Monday, April 30, 2012

a poem about being naked


                                    

                                  P  O  E  M
                      You've probably right away noticed
                the title of this poem is "Poem"
and that's because this is exactly
                               what I plan on writing—in fact
                   I've already begun, sort of.
            I still need to find a subject 
       for such a serious theme—
            nothing too trivial or self-conscious.
                   We've all read poems called "Poem"
                             about would-be lovers or pie-bald foals,
levitating saints or the flowering
                                  of transplanted trees, and I
                          figure a poem called "Poem"
                                  ought to be about something
                  likewise worthy and dignified. But all that
                          sort of stuff seems to be taken.
After finding a topic (we haven't
              but it's more important to keep
                          the damn thing moving) next up
                   is the proper tone, which can't be
too solemn—that's been covered
                                    by folks like Thomas Hardy
                              who let's face it I'm not gonna top—
               but also not too clever, some middle
         ground, tattooed chemo-nurse
                or stepmom-at-a-rifle-range type 
                         of deal. We don't for example
                                 want this poetry professor who's 
been at the lectern the past hour
                                    attempting to detonate himself
                 with hip locutions in
                      between gray mastodons of verbiage,
            proving he's down with Motown despite 
                     being so freakishly erudite.
                 In the midst of his many-sectioned opus
                                      on the history of the human condition,
                                  somewhere between Pol Pot
and the advent of the bikini,
                            I begin wishing he would instead
                        read us a poem about his embarrassing
                            throwing arm, on display at second base
                         in the poetry vs. prose softball game
at the M.F.A picnic. The fact
                                    that he's six-four made it all 
                               the more heartbreaking and I
            wondered, as the ball died
       in the dirt well short of first,
              as creative-nonfiction writers circled the bases, 
                      how he survived his childhood.
                               Was there a father or uncle on the scene
to stave off the catastrophe,
                                     hurling fastball and "Attaboy"s
                in the back yard while Mother
                            peeked through the kitchen blinds?
                Were schoolyard bullies happy 
                       to assist with his emasculation,
                                       or did he have kind friends, a cohort
                     of thoughtful children with international parents
who cared about politics and dance
                             and used star fruit in their cooking?
             Or was it poetry that led him
                        being able to move in the world,
                   marry, reproduce, and eventually take
the field, pound a mitt, and be
                                   naked among the people he loves?

—Douglas Goetsch
published in The New Yorker, April 16, 2012, pp 84-85

•    •    •    •    •    •    •    •    •    •    •    •    •    •    •    •    •    •    •    •    •    •    •    •    •    •    •    •    •    •

I wouldn't have noticed if it wasn't for Facebook, that today, May 30th, is the last day of National Poetry Month. I wouldn't have known it was National Poetry Month at all, since I don't pay much attention to those sorts of things. But one of my "friends"—who I think I met maybe once—posted a link to a reading of T.S. Elliot's "The Waste Land" and I remembered a poem I read aloud to my husband the other night, a longish poem I thought was very funny and poignant.
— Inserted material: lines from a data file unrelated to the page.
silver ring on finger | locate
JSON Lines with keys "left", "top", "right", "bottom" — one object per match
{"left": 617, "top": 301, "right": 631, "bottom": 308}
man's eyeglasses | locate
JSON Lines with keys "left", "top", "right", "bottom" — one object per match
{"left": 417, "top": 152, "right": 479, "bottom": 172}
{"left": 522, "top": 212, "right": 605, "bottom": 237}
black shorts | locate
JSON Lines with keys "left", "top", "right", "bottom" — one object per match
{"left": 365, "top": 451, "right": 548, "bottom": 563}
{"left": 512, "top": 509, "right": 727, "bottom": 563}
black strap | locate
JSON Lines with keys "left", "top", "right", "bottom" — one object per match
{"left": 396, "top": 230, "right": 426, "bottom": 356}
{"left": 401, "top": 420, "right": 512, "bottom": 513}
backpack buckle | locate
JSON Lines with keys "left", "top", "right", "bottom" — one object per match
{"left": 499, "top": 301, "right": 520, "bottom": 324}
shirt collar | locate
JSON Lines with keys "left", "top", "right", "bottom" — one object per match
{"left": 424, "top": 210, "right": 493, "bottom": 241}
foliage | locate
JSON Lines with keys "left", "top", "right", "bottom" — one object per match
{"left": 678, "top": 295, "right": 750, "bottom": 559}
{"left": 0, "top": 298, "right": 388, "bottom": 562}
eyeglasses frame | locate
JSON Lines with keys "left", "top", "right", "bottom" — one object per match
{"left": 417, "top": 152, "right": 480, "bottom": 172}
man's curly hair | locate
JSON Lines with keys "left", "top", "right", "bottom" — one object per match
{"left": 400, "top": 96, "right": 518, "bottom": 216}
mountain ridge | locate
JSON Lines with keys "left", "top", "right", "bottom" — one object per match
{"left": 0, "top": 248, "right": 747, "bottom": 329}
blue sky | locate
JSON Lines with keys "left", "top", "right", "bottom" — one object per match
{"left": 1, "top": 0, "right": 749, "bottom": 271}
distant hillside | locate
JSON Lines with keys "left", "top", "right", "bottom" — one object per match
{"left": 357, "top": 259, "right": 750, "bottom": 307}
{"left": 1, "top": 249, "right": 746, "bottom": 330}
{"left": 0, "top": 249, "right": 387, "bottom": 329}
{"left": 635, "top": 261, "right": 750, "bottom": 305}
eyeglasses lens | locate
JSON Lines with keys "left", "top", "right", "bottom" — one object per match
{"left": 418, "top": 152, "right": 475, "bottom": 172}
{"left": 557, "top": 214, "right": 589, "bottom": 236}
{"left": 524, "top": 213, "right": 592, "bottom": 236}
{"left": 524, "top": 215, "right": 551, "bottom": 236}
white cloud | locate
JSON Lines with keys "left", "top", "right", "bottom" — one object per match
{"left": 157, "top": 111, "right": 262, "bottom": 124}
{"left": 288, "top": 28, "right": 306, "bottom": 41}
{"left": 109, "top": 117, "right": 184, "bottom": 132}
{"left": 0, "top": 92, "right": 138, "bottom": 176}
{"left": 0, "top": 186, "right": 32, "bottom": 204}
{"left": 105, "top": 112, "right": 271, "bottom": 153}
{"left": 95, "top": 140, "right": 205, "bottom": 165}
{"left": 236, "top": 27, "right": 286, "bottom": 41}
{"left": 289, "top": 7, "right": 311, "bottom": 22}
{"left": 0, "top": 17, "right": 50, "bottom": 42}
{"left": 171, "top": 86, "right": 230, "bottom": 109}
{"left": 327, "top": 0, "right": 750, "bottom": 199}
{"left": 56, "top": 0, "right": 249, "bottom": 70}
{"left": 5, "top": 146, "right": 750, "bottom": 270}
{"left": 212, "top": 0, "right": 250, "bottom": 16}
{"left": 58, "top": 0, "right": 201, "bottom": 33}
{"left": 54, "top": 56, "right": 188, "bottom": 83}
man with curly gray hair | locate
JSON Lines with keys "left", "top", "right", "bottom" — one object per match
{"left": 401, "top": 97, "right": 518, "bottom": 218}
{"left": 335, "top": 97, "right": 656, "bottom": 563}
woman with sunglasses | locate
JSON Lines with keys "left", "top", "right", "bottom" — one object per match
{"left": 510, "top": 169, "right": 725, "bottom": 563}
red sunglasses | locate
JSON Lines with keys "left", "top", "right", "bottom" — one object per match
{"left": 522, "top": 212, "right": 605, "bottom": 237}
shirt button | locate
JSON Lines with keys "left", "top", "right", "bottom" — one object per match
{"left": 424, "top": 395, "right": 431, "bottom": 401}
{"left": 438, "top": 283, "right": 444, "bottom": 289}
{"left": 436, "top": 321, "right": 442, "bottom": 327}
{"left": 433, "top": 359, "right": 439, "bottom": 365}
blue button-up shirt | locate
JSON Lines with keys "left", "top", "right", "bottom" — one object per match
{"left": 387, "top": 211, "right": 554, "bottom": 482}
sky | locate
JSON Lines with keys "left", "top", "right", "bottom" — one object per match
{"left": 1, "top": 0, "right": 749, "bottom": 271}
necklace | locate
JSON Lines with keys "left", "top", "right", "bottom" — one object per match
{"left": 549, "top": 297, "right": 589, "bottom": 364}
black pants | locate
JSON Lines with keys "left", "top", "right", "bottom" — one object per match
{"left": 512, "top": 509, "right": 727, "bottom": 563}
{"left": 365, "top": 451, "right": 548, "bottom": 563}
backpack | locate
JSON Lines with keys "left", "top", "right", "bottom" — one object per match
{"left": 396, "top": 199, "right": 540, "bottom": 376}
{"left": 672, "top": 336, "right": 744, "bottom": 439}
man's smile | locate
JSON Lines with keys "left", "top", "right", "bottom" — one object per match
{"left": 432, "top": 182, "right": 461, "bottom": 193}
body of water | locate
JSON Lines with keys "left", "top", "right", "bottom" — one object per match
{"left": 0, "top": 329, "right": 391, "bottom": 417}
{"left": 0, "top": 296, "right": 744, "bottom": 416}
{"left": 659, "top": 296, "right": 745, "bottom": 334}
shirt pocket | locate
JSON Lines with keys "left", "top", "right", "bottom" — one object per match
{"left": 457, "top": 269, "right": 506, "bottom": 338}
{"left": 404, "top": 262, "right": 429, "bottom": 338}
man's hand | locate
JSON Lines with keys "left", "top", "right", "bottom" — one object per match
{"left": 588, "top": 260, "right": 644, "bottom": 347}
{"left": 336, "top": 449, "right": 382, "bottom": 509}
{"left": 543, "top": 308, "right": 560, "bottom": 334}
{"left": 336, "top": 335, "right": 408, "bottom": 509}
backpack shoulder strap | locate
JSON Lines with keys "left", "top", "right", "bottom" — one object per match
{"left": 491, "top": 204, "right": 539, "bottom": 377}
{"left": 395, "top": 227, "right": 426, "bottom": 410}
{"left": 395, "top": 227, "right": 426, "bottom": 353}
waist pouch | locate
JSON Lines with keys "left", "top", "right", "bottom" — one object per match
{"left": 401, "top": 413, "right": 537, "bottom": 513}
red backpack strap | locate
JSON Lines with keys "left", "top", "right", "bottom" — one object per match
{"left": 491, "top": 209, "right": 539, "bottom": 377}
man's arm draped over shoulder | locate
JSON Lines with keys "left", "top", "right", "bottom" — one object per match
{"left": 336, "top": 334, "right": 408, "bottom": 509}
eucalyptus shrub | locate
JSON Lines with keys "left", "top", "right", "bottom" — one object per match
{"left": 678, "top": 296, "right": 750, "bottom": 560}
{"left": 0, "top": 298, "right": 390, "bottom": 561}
The poem is lovely, particularly for its last lines. Because they capture what it is to grow comfortable in one's own skin. I suppose this is the glory of middle age: to no longer be neurotically self-concerned, to find it in you to expose your weaknesses in full sunlight—perhaps not heedlessly, but at least with a sense of humor.

I cannot say I am there. I still have enough neurotic self-concern to fuel a small city. I strive, though. I can see it, that ease that says not when I am... but heck, as I am, now. Because being who I am is all I'll ever be. I'm not going to become, though some feat of exertion, someone more glamorous, chatty, fluttery or athletic. I am just me, and I can be naked, here, with those I love. Heck, even those I do not love. 


3 comments:

Manuela said...

YOu not only are talented visually but also with your words. I love the last paragraph, especially "Heck, even those I do not love."

Mark Janssen said...

Thank you for posting this poem. It says it well. As to your reflections "I suppose this is the glory of middle age...," I would suppose rather that it is a consolation of old age.

Julia said...

I like the poem a lot, and your reflection on it as well.